Antes lloraba con pocas cosas, poquísimas, casi con ninguna. Si acaso con Billy Elliot. Se me ponían los ojos vidriosos en la escena donde el protagonista se despide de su abuela porque sabe que no la volverá a ver. Cuando la veía, recordaba que yo una vez abracé a mi abuela una noche de enero como no la había abrazado nunca, y dos días después murió, como si ese abrazo la hubiera matado. Y luego lloraba en la escena final, cuando Billy es ya un gran bailarín de ballet y su padre va a verlo en una presentación en Londres.
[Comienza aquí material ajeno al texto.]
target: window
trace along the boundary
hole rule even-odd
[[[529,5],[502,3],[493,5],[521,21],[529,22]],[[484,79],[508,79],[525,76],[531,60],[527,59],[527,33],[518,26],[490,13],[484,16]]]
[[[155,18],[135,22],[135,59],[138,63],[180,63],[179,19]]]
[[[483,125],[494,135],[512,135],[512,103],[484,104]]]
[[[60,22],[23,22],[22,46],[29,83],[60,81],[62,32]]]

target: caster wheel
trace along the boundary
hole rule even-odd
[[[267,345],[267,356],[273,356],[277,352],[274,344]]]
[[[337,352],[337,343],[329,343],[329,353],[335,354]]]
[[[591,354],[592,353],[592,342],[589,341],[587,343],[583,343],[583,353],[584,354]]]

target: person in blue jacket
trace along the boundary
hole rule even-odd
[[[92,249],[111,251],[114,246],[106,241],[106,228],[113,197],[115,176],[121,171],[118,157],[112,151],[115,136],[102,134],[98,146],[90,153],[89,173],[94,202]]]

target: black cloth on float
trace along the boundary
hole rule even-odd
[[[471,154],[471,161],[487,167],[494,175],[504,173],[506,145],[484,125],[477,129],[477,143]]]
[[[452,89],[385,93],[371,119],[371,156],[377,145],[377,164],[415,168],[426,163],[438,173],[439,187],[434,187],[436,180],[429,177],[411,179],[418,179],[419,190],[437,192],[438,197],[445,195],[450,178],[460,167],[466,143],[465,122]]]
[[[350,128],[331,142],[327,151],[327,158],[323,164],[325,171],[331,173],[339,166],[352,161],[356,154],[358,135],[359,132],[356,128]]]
Me identificaba también porque siempre quise que mi padre se sintiera orgulloso de mí y se murió sin ser capaz de preguntárselo. Pero eran tres lágrimas las que soltaba en realidad, eso no es llorar. Llorar es dejarse ir, hundir la cara en la almohada y no soltarla hasta que toque cambiar la funda.

Una estadística dice que los hombres lloramos una vez al mes, mientras que las mujeres lo hacen cinco, lo que me ha hecho sentir que soy una más. Me siento estrenando el corazón, lo que me lleva a hacer dos preguntas: ¿Cómo hacen ustedes, las mujeres, para manejar tanto llanto? ¿Cómo pueden vivir con eso y, aun así, ser más fuertes que nosotros?